Le 20 décembre 2023 les citoyens congolais ont voté pour désigner leur président ainsi que leurs représentants à l’Assemblée nationale, dans les assemblées provinciales, et dans les conseils municipaux. Ces opérations de vote se sont poursuivies jusqu’au lendemain afin de permettre au plus grand nombre de voter, une décision prise par la Commission électorale nationale indépendante (CENI) suite à d’importants retards dans l’ouverture de certains bureaux de vote, voire de la non-ouverture de certains d’entre eux la veille.

Comme pour les élections de 2006, 2011 et 2018, la préparation du scrutin de 2023 ne s’est pas déroulée aussi facilement que l’espéraient certains observateurs et activistes de la société civile et son déroulement lui-même est d’ores et déjà qualifié par certains comme étant le scrutin le plus « chaotique » qu’aurait connu le pays depuis la fin officielle des deux guerres du Congo.

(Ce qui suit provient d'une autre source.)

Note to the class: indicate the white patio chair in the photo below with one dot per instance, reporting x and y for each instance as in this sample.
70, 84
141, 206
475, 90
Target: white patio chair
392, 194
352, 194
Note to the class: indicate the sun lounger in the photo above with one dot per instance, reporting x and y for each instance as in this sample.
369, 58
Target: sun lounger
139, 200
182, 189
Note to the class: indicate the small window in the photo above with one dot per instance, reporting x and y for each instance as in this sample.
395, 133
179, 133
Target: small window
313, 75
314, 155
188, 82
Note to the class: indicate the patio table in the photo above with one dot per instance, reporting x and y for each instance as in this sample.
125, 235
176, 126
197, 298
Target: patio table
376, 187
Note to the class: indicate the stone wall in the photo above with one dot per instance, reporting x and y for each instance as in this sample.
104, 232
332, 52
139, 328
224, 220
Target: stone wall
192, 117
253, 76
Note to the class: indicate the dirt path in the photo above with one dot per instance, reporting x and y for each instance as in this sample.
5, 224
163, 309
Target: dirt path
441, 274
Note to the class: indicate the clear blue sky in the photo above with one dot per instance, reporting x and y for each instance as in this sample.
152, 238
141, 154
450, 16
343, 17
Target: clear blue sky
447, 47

En amont du scrutin, les observateurs occidentaux s’étaient interrogés sur la volonté et la capacité de la CENI à préparer et organiser correctement ces élections : la logistique n’était pas au rendez-vous et le caractère démocratique du processus électoral était d’ores et déjà contesté. Autant de critiques qui renvoient à une vision dominante selon laquelle, pour être légitimes, des élections devraient répondre à un certain nombre de normes relatives à leur organisation et à leur déroulement. Selon ces standards, pour être qualifiables de réussies, les élections devraient être libres, transparentes, pacifiques et compétitives (garantie démocratique) et produire un effet positif sur les pratiques politiques dans le sens de la bonne gouvernance et du respect de l’état de droit par les élites politiques (effets démocratiques). En dernière instance, ce serait l’analyse de l’adéquation du scrutin avec ces normes qui permettrait de déterminer si des élections (ou plutôt leur organisation) ont été démocratiques ou non.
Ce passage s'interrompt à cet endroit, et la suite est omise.